Pas non plus très en forme, certes, presque résolu à en finir par la main de ceux à qui il doit des sommes colossales qu’il ne pourra jamais leur rembourser. Mais pas mort. Et en guise d’enfer, c’est un retour à « Casa Départ » qu’on lui promet. Étoile à l’éclat moribond, le voici qui débarque là où il n’est plus qu’un souvenir pour certains, une légende pour d’autres.
Plus rien, enfin, pour les plus jeunes. Mais d’un rien qui ouvre tous les possibles.

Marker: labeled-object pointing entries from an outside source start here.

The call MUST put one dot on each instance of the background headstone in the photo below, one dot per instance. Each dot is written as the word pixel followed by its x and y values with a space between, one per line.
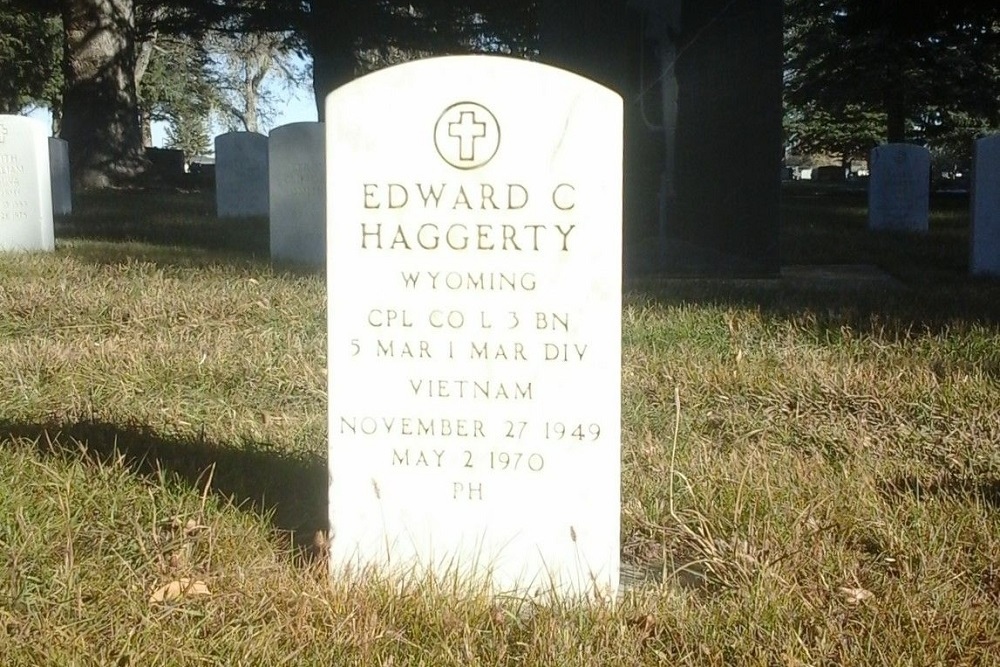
pixel 985 207
pixel 241 175
pixel 62 192
pixel 474 281
pixel 297 164
pixel 899 188
pixel 25 185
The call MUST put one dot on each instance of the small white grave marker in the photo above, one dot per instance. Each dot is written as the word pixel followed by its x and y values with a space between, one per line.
pixel 297 165
pixel 985 207
pixel 241 175
pixel 474 280
pixel 25 186
pixel 899 188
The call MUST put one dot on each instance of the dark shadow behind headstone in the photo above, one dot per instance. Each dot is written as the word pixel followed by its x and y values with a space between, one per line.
pixel 728 139
pixel 702 191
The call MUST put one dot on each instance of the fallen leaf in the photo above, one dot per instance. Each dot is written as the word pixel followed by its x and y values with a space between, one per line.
pixel 856 595
pixel 179 588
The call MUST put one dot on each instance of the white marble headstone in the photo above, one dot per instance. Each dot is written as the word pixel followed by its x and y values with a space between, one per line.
pixel 241 188
pixel 899 188
pixel 297 165
pixel 62 193
pixel 25 186
pixel 984 256
pixel 474 278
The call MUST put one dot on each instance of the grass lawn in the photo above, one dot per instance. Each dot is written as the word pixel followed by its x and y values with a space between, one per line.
pixel 811 466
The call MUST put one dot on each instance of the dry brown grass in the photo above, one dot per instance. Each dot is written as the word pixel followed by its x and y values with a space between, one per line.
pixel 811 474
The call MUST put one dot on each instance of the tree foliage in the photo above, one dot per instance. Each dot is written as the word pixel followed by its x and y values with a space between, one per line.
pixel 917 70
pixel 178 89
pixel 30 58
pixel 242 64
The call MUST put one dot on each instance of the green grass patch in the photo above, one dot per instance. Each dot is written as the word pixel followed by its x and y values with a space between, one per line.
pixel 810 469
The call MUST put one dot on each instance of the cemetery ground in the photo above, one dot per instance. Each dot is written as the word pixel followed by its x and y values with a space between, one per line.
pixel 811 469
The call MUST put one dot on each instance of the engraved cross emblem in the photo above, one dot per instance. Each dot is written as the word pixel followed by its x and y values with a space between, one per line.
pixel 467 129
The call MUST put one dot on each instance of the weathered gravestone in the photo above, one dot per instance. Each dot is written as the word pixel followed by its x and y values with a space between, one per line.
pixel 474 279
pixel 899 188
pixel 241 170
pixel 985 207
pixel 25 185
pixel 298 193
pixel 62 193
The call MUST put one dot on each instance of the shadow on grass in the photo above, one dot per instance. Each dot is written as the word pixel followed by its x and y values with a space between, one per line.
pixel 162 218
pixel 290 490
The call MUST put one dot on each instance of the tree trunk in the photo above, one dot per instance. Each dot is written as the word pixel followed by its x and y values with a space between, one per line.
pixel 100 108
pixel 334 39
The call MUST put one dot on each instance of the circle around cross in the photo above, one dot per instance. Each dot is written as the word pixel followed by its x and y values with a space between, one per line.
pixel 467 135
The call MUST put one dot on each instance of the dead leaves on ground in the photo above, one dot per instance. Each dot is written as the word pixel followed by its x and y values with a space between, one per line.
pixel 179 588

Lorsqu’il rencontre Rajae, superbe prostituée au verbe tranchant qui met en déroute les islamistes et raconte les histoires comme personne, on a compris que la leur sera haute en couleurs ou ne sera pas. L’image chaude et soignée, à l’épaisseur organique de Burning Casablanca, tient la promesse, entre jours accablés de soleil cuisinier et nuits de secrets interlopes baignées de musique et de scandale. On se régale de clairs obscurs sublimes, de peaux caressées par des lumières de voiles tièdes, de jeux entre nuit, jour, dedans, dehors, public et privé, intime. La photographie distille ainsi ses humeurs sensibles tout au long du récit, touche l’iris d’une poésie visuelle qui travaille dans le sens de ce que cherche Ismaël El Iraki. Car, il le formule très bien, derrière les emprunts autobiographiques et les nombreux hommages, comme autant de clins d’œil aux cinéastes et aux musiciens qui font son panthéon, l’ambition du réalisateur est moins de délivrer propos que de partager une émotion : « L’émotion est la seule réalité au cinéma, la seule chose que vous emmenez avec vous en sortant de la salle. (…) Un film n’est pas son sujet ; un film est un sort que l’on vous jette, c’est une croyance en la magie. C’est, si l’émotion vous frappe, un feu que l’on allume ». Et pour que crépite ce feu, il n’hésite pas à y jeter aussi bien son amour du son et de l’image, son goût pour le parler de la rue, son regard sur un underground bien éloigné de la carte postale, son désir d’irrévérence et de liberté, son appétit pour l’excès et l’exubérance, son élégance enfin pour capter une sensualité qui lui est chère, en saisir toute l’incroyable vitalité comme pour conjurer la mort — qu’il a personnellement rencontrée de façon prématurée à Paris un soir de Novembre, une expérience dont le souvenir hanta l’écriture, selon les dires de l’auteur lui-même —, comme pour clamer ce que ça veut dire que de lui échapper. Nous sommes tous des survivants ; seuls certains le savent. C’est le cas d’Ismaël El Iraki ; de ses personnages, aussi. Voilà, au fond, ce dont il nous parle ou, plutôt, l’énergie qu’il nous offre en partage.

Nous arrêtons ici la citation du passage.